Personal information
- Full name: José Daniel Díaz Robertti
- Born: 22 February 1989 (age 37) Acarigua, Portuguesa, Venezuela
- Height: 1.81 m (5 ft 11+1⁄2 in)
- Weight: 86 kg (190 lb)

Sport
- Sport: Wrestling
- Event: Freestyle

Medal record
Representing Venezuela
Men's freestyle wrestling
Pan American Championships
| Silver medal – second place | 2023 Buenos Aires | 125 kg |
| Bronze medal – third place | 2022 Acapulco | 125 kg |
| Bronze medal – third place | 2024 Acapulco | 125 kg |
| Bronze medal – third place | 2025 Monterrey | 125 kg |
| Bronze medal – third place | 2026 Coralville | 125 kg |
Pan American Games
| Silver medal – second place | 2019 Lima | 97 kg |
| Silver medal – second place | 2023 Santiago | 125 kg |
| Bronze medal – third place | 2011 Guadalajara | 84 kg |
South American Games
| Gold medal – first place | 2018 Cochabamba | 97 kg |
| Gold medal – first place | 2022 Asunción | 125 kg |
| Gold medal – first place | 2026 Santa Fe | 125 kg |
Central American and Caribbean Games
| Gold medal – first place | 2023 San Salvador | 125 kg |
| Gold medal – first place | 2026 Santo Domingo | 125 kg |
| Bronze medal – third place | 2014 Veracruz | 97 kg |
| Bronze medal – third place | 2018 Barranquilla | 97 kg |
Bolivarian Games
| Gold medal – first place | 2025 Ayacucho-Lima | 125 kg |
Dan Kolov & Nikola Petrov Tournament
| Silver medal – second place | 2021 Plovdiv | 125 kg |
Grand Prix
| Silver medal – second place | 2026 Madrid | 125 kg |
Men's Greco-Roman wrestling
Bolivarian Games
| Gold medal – first place | 2017 Santa Marta | 97 kg |
| Silver medal – second place | 2022 Valledupar | 130 kg |
Men's Beach wrestling
Pan American Championships
| Gold medal – first place | 2025 Queretaro | +90 kg |
South American Beach Games
| Gold medal – first place | 2023 Santa Marta | +90 kg |
Central American and Caribbean Beach Games
| Gold medal – first place | 2022 Santa Marta | +90 kg |
Beach Wrestling World Series
| Gold medal – first place | 2024 Acapulco | +90 kg |

= José Daniel Díaz =

Venezuelan freestyle wrestler

José Daniel Díaz Robertti (born February 22, 1989) is an amateur Venezuelan freestyle wrestler, who competed in the men's light heavyweight category before moving up to the heavyweight category. He won a bronze medal in the light heavyweight division at the 2011 Pan American Games in Guadalajara, Mexico.

==Career==
Diaz represented Venezuela at the 2012 Summer Olympics in London, where he competed in the men's 84 kg class. He received a bye for the preliminary round of sixteen match, before losing out to Latvia's Armands Zvirbulis, with a three-set technical score (1–0, 0–1, 0–1), and a classification point score of 1–3.

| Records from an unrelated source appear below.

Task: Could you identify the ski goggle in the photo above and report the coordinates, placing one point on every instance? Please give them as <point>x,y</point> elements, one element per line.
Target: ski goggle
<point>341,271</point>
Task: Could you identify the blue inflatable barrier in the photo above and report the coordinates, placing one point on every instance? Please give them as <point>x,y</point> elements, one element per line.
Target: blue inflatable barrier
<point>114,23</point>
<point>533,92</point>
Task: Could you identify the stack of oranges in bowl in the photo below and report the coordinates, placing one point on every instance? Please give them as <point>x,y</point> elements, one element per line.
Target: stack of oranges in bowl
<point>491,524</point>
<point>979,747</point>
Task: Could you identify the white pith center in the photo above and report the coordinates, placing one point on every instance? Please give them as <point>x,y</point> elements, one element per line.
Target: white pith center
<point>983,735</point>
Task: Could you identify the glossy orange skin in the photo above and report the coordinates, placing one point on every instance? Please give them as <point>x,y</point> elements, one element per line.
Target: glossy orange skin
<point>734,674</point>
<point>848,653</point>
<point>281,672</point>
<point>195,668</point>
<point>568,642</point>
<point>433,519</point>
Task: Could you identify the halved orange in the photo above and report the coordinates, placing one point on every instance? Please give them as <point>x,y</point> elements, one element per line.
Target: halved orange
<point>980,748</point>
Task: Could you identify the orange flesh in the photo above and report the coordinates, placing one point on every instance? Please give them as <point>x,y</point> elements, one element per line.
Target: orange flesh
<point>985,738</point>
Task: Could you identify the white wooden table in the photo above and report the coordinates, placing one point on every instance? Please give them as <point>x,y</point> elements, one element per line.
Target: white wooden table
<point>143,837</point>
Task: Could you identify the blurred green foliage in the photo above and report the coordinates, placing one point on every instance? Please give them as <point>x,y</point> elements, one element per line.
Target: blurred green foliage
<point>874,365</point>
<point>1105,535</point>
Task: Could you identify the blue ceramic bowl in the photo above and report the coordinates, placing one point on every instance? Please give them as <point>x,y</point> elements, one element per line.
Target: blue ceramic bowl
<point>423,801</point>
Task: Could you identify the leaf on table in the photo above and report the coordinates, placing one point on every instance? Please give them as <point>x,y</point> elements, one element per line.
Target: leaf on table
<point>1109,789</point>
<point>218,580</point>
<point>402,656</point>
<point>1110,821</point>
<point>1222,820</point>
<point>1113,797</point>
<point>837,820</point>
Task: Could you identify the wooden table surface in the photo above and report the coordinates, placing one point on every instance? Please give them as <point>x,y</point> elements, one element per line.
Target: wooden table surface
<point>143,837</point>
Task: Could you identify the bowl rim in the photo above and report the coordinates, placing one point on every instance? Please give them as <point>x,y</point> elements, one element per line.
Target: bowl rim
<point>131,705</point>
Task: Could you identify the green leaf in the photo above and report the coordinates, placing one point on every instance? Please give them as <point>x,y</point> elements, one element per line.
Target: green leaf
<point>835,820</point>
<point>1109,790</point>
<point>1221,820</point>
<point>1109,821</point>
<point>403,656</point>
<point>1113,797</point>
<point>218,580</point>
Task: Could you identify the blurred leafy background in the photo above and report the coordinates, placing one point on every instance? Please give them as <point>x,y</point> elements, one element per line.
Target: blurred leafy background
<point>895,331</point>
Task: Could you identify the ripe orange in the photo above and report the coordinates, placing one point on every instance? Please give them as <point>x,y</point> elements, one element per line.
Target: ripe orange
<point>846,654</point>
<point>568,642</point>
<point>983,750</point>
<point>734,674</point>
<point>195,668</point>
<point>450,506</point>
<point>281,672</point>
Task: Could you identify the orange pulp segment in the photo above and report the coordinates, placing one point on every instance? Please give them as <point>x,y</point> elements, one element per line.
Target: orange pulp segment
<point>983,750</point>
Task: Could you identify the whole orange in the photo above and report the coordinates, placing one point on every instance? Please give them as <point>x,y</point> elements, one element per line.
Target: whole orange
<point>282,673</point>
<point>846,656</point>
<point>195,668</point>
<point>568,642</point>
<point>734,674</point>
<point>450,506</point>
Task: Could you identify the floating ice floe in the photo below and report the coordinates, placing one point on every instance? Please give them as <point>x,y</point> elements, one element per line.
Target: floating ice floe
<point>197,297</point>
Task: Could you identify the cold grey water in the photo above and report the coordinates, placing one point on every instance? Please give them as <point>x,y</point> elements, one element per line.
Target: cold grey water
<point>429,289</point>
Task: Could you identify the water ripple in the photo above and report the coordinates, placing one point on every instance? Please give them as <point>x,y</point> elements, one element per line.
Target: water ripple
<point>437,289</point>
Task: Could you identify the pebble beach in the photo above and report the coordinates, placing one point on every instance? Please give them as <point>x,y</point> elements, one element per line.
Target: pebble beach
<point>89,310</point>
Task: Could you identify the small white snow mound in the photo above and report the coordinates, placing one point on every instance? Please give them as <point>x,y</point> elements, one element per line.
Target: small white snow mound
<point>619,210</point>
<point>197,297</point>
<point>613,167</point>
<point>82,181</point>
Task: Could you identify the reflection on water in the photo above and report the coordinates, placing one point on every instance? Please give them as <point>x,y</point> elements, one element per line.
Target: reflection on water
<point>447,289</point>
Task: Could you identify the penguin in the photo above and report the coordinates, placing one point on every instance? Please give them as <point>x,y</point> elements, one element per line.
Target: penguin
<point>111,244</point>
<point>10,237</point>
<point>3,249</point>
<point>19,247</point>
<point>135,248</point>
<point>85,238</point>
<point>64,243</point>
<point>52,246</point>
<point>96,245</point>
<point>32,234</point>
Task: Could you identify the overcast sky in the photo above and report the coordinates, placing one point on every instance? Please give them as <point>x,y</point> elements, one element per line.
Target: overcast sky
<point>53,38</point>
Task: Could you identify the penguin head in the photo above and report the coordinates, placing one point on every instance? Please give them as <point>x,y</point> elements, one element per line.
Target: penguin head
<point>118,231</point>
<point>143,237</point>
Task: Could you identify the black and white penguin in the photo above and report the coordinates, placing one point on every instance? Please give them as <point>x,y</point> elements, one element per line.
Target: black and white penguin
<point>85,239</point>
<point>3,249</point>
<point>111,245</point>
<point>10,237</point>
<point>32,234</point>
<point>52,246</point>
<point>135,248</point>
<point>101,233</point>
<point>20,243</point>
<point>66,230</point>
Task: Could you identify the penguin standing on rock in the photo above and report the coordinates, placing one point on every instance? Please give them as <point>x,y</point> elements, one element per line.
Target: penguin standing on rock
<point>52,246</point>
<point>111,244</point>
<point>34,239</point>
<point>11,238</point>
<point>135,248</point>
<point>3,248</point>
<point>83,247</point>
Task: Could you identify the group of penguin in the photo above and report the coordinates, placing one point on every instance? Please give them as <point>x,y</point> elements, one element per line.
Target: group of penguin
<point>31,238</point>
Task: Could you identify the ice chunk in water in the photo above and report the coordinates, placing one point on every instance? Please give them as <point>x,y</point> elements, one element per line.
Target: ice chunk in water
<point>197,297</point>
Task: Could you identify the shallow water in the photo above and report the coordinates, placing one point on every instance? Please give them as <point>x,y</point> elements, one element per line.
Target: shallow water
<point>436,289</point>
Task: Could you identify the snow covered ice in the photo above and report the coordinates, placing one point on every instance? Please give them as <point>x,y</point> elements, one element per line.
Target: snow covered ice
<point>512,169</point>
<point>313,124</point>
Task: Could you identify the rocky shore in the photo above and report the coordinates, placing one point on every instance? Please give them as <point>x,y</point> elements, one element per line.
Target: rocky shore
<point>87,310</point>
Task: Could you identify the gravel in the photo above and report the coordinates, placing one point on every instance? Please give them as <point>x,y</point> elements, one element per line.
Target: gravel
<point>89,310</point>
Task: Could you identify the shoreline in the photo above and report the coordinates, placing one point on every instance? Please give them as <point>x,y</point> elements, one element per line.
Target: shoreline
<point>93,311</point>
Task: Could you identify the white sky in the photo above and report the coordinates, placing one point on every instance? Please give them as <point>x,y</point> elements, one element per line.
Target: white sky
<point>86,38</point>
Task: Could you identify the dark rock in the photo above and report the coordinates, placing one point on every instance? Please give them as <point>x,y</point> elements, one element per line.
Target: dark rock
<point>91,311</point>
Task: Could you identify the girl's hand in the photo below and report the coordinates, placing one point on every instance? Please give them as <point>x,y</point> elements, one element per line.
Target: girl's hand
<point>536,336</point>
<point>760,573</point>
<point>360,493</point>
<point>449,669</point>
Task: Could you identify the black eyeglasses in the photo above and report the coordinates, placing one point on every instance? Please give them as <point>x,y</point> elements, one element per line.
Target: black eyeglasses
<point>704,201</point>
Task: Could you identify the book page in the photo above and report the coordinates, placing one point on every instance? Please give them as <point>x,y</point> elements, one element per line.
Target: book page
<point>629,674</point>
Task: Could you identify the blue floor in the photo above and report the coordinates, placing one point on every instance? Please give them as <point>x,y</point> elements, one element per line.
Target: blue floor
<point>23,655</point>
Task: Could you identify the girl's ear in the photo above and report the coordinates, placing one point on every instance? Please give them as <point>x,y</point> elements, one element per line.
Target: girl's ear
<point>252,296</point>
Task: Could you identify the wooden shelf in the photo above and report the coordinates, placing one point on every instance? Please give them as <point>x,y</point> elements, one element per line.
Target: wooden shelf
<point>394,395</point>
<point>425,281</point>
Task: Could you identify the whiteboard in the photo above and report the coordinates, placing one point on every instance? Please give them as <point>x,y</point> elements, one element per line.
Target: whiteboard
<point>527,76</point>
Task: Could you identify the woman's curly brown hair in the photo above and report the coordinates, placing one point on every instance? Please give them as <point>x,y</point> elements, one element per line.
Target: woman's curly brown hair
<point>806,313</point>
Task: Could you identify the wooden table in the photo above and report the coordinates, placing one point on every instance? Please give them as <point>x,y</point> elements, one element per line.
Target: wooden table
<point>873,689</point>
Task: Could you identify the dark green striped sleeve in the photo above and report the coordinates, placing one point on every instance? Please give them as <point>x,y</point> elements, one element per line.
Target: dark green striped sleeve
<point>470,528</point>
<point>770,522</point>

At the 2016 Olympics, he competed in the men's heavyweight category. There, he lost in the second round to Mamed Ibragimov.

In 2024, he won a bronze medal in men's 125 kg event at the 2024 Pan American Wrestling Championships held in Acapulco, Mexico. He competed at the Pan American Wrestling Olympic Qualification Tournament held in Acapulco, Mexico hoping to qualify for the 2024 Summer Olympics in Paris, France. He was eliminated in his first match.